You didn’t have a chance, really,” was the way my college baseball coach told me I was cut from the team. That night, the other cut players and I had a huge, sad, boozy party. Up to that point, I hadn’t envisioned doing anything other than playing first base for a professional baseball team (the delusion of an obsessed teenager). It was the end of the line; no more baseball; the dream was shattered. What was I going to do? I had no idea.
Unfortunately, I did not possess the imagination or vision of Tim Wiles, the head librarian at the National Baseball Hall of Fame and Museum in Cooperstown, N.Y. In 1987, while finishing his B.A. in English at the University of Iowa, Wiles was leafing through the newest issue of Sports Illustrated and came across an article about the then-current Baseball Hall of Fame librarian, Tom Heitz.
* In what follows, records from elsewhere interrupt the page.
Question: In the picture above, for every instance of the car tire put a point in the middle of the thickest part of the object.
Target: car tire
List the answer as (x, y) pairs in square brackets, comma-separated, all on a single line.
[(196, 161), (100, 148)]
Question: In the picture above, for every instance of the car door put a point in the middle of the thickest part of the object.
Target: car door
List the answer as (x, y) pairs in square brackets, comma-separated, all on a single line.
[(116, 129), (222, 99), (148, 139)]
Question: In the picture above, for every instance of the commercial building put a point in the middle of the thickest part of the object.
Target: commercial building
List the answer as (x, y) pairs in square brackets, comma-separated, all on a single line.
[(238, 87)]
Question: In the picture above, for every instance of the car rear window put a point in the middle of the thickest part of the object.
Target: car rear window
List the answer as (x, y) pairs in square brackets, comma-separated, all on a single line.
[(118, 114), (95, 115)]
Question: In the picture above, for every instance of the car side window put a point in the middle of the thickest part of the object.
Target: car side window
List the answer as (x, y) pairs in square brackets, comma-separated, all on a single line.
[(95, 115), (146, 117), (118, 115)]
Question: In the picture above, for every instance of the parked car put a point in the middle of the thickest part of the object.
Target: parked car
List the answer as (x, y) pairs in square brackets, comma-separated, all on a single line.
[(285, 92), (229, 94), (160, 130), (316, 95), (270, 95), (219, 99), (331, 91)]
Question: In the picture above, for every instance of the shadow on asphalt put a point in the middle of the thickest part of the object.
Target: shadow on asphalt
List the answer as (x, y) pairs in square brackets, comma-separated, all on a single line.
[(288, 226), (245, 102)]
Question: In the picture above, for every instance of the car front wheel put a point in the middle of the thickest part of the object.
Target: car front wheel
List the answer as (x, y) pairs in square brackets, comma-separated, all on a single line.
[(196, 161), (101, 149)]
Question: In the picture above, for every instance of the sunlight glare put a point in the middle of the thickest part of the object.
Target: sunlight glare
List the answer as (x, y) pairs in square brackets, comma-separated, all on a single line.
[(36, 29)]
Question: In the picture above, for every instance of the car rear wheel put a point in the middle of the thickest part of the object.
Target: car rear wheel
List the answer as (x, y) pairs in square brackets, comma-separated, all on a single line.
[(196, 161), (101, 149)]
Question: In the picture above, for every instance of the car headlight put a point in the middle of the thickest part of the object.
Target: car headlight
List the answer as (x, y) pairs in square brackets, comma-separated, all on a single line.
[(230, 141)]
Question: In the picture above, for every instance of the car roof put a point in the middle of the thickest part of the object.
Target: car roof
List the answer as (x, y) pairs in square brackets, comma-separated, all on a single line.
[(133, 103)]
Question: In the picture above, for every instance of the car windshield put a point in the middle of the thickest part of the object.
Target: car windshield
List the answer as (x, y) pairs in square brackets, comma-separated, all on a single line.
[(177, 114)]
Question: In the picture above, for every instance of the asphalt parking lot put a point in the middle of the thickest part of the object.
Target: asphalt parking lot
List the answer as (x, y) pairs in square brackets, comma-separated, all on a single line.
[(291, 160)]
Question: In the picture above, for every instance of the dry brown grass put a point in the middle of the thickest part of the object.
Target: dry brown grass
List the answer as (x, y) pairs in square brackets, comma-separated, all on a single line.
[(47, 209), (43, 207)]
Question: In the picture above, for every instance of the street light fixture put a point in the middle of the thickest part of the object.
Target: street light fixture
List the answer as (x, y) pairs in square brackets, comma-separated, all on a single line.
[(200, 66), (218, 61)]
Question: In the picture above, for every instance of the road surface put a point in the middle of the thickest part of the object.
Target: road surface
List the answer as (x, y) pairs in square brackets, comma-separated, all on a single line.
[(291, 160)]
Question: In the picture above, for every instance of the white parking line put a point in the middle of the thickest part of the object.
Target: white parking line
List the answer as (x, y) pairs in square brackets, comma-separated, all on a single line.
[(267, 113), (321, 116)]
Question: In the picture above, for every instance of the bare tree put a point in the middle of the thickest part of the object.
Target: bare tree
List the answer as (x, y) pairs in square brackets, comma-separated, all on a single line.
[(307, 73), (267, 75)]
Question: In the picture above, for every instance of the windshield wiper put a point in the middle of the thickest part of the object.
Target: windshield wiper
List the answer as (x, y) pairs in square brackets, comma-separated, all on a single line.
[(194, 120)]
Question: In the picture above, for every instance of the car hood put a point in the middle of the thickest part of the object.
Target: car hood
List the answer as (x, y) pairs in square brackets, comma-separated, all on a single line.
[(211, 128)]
Mr. Heitz was pictured in an old-time baseball uniform, playing a baseball board game. Wiles told himself, “I want to work there!”
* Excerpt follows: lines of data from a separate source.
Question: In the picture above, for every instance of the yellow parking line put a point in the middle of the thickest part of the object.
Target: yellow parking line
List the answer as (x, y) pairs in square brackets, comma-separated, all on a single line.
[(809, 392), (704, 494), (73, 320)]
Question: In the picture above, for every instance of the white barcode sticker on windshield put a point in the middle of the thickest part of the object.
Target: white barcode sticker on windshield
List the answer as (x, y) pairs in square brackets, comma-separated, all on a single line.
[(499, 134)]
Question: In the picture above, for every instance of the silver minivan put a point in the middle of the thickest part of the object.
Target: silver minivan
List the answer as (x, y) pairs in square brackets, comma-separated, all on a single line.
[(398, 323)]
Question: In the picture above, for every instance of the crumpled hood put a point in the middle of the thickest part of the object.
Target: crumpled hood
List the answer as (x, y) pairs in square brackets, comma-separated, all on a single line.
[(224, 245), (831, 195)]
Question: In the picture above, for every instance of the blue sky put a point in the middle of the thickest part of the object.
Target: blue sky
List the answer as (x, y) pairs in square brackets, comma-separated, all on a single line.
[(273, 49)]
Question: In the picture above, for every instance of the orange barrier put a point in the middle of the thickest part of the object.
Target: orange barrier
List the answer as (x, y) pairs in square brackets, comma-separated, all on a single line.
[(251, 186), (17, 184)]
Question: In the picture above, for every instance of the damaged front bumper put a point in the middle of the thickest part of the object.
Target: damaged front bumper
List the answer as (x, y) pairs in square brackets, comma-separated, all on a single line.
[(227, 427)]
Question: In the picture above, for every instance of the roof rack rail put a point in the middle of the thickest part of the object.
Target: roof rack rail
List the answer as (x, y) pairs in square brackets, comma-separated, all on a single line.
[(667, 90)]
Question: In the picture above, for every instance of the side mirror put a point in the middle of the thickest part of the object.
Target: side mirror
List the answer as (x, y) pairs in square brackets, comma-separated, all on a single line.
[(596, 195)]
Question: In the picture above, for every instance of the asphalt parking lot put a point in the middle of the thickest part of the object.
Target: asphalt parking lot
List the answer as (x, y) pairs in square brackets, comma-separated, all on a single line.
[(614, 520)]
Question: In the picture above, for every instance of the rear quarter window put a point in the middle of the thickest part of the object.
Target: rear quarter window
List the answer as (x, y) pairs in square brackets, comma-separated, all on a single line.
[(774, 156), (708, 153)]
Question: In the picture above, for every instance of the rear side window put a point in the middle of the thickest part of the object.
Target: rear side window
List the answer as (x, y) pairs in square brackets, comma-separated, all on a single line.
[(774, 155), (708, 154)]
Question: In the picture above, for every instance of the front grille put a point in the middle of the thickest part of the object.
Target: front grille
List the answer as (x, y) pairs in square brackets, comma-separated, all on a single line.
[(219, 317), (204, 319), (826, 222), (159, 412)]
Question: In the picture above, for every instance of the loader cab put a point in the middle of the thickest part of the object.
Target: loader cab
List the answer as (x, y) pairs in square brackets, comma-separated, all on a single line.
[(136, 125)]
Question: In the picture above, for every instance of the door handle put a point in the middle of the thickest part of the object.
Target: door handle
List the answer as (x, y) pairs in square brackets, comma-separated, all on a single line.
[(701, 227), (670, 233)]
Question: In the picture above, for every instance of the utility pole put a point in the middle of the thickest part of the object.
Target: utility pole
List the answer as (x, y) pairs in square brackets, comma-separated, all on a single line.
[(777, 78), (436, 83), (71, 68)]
Wiles phoned Heitz and offered his services, essentially saying, “I just graduated! I’m free!”
Tom Heitz gently brushed back Wiles by stating that, inspired by the Sports Illustrated article, the Hall of Fame had received about 30 similar calls that day.
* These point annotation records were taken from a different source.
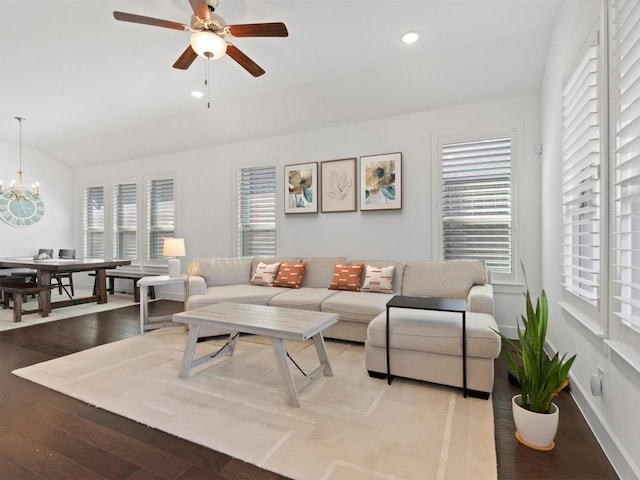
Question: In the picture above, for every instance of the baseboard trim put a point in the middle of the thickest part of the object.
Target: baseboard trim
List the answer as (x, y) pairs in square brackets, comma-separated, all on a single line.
[(621, 461)]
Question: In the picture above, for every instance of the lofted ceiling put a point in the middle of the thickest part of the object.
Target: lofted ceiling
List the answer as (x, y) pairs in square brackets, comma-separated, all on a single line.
[(95, 90)]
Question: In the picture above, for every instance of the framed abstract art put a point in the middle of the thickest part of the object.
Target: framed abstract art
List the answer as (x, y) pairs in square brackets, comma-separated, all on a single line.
[(381, 182), (301, 188), (338, 185)]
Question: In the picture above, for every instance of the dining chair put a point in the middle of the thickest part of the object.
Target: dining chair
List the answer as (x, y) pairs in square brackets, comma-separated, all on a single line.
[(43, 254), (62, 275)]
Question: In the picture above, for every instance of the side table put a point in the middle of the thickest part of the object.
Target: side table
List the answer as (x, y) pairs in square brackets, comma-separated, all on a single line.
[(432, 303), (147, 322)]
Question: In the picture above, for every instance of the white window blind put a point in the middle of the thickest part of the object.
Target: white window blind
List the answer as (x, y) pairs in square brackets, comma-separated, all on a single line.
[(476, 202), (581, 179), (257, 211), (160, 215), (125, 221), (626, 117), (93, 220)]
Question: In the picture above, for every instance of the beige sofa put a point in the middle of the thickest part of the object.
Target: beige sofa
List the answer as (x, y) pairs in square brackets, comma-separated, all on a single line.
[(424, 345), (427, 345), (228, 280)]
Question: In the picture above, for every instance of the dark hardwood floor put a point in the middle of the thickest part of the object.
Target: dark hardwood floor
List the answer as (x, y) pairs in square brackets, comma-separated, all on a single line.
[(47, 435)]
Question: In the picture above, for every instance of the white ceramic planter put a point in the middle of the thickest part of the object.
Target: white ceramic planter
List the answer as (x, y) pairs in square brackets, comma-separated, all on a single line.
[(535, 430)]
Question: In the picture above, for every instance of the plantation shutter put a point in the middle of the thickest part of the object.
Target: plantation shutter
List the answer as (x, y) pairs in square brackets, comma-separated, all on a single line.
[(257, 211), (125, 221), (581, 179), (476, 202), (93, 216), (626, 182), (160, 215)]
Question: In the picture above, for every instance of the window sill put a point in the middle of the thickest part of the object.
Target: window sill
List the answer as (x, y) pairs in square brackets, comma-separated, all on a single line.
[(580, 317)]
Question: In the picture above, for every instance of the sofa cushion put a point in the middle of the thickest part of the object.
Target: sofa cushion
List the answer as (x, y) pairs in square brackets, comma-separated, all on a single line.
[(269, 260), (446, 279), (265, 274), (436, 332), (346, 277), (398, 268), (305, 298), (242, 293), (222, 271), (290, 275), (356, 306), (378, 279), (319, 271)]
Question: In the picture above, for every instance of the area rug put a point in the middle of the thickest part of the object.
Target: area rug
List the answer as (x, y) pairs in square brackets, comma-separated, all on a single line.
[(349, 426), (113, 301)]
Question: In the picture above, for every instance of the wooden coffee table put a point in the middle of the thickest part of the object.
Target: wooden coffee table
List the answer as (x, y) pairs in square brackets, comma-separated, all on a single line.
[(277, 323)]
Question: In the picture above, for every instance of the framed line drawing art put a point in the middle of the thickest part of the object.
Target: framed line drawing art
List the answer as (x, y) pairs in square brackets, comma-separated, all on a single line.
[(301, 192), (338, 185), (381, 182)]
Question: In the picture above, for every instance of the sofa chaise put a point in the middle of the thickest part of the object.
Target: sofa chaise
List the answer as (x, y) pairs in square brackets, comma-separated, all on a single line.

Wiles (having read a few career-advice books) asked, “How can I convince you that I’m the best person for the job?” Heitz told him to get a master’s degree in library science.
So that’s exactly what Wiles pursued, interspersed with frequent trips to the Hall of Fame.
Since Tim Wiles began working at the library in 1995, it seems that his dream of the job has lived up to its reality. Ensconced in an office festooned with baseball knickknacks, Wiles says that “for the first five years, I was immersed in baseball and loving it.” After that, he realized it isn’t the knowledge itself that is so wonderful, it’s the awareness of the gathering of knowledge. “It’s like reading a great baseball book that never ends.”
Besides answering baseball questions from fans and writers working on books and articles, Wiles conducts his own research. He is especially interested in women in baseball. He helped research the influence of Native Americans in baseball. He helped document the seats transferred out of Chicago’s Wrigley Field to a minor league park.
Wiles tried to track down a barn in Gilmore, Ohio, where Cy Young, one of the greatest pitchers in history, grew up. Eyewitnesses said there was a constellation of baseball seam marks on the side of the barn where Cy Young, while a boy in the 1880s, had practiced pitching. Wiles thought it would be amazing if the Hall of Fame could acquire a slab of the barn to display the ball marks. By the time Wiles found the location of the barn, it had burned down.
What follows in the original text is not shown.